Un président condamné à la seule évangélisation de son opinion publique ?

 

Malgré les blocages parlementaires auxquels il doit faire face, le gouvernement fédéral dispose encore de puissants moyens de levier. C’est en particulier le cas en matière de propreté de l'air, grâce au Clean Air Act, une loi adoptée dans les années 70.


L'administration devrait prochainement utiliser ce pouvoir réglementaire pour proposer des normes maximales de rejet de CO2 pour les centrales électriques américaines. Ce serait une première. Ces centrales sont à elles seules responsables de 40% des émissions américaines de gaz à effet de serre.

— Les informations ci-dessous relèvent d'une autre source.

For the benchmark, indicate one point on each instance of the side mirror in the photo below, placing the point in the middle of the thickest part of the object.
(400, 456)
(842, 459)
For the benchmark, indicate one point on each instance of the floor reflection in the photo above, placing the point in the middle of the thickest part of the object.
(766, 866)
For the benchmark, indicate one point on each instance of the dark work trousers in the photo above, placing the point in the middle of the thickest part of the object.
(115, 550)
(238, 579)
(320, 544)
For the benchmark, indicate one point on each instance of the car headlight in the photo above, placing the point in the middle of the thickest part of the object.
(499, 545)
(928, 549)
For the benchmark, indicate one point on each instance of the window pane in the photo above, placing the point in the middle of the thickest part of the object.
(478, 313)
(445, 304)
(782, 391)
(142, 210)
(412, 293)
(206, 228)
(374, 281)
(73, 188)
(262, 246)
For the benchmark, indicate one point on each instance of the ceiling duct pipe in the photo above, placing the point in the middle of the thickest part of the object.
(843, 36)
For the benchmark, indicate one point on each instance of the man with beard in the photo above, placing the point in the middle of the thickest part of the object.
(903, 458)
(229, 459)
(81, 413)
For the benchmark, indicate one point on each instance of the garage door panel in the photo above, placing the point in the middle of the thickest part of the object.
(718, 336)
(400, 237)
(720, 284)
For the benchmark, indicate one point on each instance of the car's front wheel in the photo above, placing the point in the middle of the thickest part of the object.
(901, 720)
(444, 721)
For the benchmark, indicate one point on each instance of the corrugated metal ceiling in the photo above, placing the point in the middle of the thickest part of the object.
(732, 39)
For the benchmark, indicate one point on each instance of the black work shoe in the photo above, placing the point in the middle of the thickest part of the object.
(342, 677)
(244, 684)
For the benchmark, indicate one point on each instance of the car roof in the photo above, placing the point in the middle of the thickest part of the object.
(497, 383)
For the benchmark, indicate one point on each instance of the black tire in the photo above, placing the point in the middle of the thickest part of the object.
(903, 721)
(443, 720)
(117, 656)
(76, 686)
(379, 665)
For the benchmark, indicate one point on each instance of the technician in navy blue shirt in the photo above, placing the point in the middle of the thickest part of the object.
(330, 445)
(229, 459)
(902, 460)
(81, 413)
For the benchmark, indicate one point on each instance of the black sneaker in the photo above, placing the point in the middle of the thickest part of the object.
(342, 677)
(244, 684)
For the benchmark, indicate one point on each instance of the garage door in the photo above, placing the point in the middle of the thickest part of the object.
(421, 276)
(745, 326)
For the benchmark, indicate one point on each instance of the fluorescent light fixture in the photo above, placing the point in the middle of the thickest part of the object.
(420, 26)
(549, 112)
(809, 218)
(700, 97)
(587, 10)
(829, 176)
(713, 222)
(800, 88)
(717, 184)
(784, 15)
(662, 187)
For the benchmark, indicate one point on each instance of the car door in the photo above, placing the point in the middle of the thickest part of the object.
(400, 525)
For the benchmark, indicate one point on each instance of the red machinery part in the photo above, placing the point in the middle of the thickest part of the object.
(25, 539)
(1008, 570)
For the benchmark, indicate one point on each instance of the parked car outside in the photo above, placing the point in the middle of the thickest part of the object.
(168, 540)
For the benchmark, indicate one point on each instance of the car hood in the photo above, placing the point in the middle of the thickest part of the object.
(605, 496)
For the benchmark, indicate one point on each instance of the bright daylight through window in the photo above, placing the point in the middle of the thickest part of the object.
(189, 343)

Ces mesures visent en particulier le secteur de la houille. Les centrales à charbon sont bien plus polluantes que les centrales à gaz. Certaines d’entre elles semblent même condamner à la fermeture. C’est sur ce dossier que pourra être mesurée la volonté politique de Barack Obama : "nous saurons à ce moment-là, en fonction de la rigueur des règles retenues, s’il est réellement sérieux dans sa volonté d'agir pour le climat", explique Michael Obeiter, du think-tank énergétique World Resource Institute.


Certains Etats miniers et les puissants lobbies du charbon se tiennent quant à eux prêts à contester devant les tribunaux ces futures normes, dénonçant un abus de pouvoir de l'administration fédérale. la bataille ne fait que commencer.